The program, led by Hibakusha Stories Director Kathleen Sullivan, featured Japanese atomic bombing survivors (known as Hibakusha) Nobuko Sugino and Reiko Yamada, who gave their testimony on what it was like to live through the atomic bombing of Hiroshima on August 6, 1945. Also featured in the presentation was author and anti-nuclear activist Kristen Iversen, who discussed her investigation of, and experience living near and working at, the Rocky Flats Plant, a secret U.S. plutonium trigger factory located near Denver, Colorado.
“The Hibakusha come to you today not asking for you to feel sad for them, or for what they’ve been through,” said Sullivan. “Instead, they ask that you listen to their testimony and become inspired by their words to work toward a better future.”
While listening to the Hibakushas’ words, which were translated into English by two interpreters, the audience watched on, wide-eyed and open-jawed. Sugino and Yamada described their lives, marked by death, darkness and disease, as extremely challenging and, at times, even hopeless. Yet, the women also expressed that they felt it was their responsibility to warn others, particularly young people, of the dangers of nuclear weapons.
“The Hibakusha are getting older,” said Yamada, “and we may not be around to tell our stories for much longer. The next generations must learn about what we have experienced so that they can stop these weapons.”
Heidi Hutner, director of Stony Brook’s Sustainability Studies Program, agreed with Yamada. Hutner said that she felt it was important to bring Hibakusha Stories to the University and to film the group’s presentation so that the Hibakushas’ messages could be preserved “before they leave us forever.”
“There is an old adage: ‘We must never forget’,” said Hutner. “History tends to repeat itself when we do not remember and learn from the past. Hearing stories firsthand from survivors brings history alive and forces us to think in an up-close-and-personal way about nuclear weapons and war and whether this is something we want to engage in and support, or not.”
Iversen added to the conversation on nuclear weapons, discussing her experience “growing up in the nuclear shadow of Rocky Flats,” where nuclear waste stored in rusting metal barrels subsequently leached into the area’s soil and water table, a story she detailed in her book, Full Body Burden. Iversen showed a visual presentation that included contamination and cancer-cluster maps, and photos of deformed farm animals, which were presumably impacted by the presence of plutonium in their environment. Some members of the audience said that they were shocked to realize such a place existed, especially in the United States.
“I can’t believe I did not know about Rocky Flats,” said one student in the audience after hearing Iversen give her testimony.

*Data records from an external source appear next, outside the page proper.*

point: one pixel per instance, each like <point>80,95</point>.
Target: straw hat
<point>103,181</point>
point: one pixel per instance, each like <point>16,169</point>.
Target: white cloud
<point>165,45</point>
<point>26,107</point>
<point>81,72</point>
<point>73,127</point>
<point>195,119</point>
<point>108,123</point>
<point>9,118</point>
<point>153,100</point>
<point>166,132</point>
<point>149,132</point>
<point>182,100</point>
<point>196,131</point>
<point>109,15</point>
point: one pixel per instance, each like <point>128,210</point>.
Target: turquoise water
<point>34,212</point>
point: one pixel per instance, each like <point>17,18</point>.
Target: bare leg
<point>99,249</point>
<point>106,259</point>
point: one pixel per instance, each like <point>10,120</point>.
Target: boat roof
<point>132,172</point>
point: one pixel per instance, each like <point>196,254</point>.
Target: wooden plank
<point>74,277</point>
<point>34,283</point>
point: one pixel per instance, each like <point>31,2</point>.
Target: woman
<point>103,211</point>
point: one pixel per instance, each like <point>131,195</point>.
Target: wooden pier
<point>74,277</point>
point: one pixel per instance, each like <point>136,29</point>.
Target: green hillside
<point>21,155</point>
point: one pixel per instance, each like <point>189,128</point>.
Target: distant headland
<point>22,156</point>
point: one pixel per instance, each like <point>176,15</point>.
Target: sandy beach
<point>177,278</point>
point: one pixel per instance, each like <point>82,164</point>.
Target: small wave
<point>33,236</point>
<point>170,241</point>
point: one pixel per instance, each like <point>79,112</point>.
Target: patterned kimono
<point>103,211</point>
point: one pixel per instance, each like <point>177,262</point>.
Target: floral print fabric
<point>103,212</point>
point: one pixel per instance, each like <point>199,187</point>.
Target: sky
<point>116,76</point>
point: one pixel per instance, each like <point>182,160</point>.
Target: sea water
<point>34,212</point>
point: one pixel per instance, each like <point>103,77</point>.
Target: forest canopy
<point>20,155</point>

Hutner said she felt it was important to incorporate the oral histories of the Japanese Hibakusha with Iversen’s story in the U.S.

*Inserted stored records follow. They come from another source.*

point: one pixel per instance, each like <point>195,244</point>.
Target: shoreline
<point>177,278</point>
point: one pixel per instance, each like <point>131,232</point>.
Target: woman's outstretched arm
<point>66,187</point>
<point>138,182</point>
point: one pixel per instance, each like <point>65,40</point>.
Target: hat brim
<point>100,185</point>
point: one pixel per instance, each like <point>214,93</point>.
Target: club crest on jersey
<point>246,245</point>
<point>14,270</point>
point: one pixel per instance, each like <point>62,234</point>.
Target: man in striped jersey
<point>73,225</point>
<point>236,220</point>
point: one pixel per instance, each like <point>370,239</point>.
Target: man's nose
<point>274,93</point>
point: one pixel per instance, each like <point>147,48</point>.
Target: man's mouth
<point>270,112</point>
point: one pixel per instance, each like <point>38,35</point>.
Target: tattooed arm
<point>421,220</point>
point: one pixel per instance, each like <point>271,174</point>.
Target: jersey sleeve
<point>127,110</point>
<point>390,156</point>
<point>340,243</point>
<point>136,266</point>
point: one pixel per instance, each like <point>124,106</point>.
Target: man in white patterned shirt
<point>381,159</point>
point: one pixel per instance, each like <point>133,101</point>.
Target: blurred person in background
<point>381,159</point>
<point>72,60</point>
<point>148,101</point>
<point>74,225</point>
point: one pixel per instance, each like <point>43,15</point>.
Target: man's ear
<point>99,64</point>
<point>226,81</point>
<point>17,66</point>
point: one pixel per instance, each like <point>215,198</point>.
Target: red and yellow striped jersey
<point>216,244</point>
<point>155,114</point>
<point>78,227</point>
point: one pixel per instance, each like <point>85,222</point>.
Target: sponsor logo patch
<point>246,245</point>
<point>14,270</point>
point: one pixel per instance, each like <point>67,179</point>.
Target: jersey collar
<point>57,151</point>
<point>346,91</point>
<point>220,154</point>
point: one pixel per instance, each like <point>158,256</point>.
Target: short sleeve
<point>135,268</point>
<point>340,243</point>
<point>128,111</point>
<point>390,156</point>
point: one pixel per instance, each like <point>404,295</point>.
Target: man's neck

“It’s all part of our world history,” said Hutner. “Japan and the U.S. have deep historical ties.”
According to Hibakusha Stories, there are an estimated 19,000 nuclear weapons still in existence on Earth, and nuclear proliferation has spread from five to nine countries in a matter of decades. Since 2008, the group has given hundreds of presentations and workshops all over the world, mostly to students. For their presentation at Stony Brook University, Sugino and Yamada had traveled to New York all the way from Japan.
“I’m honored they could make the journey,” said Hutner. “The speakers were elderly and traveled for thousands of miles to come to us. I am grateful to Kathleen Sullivan and all of her speakers.”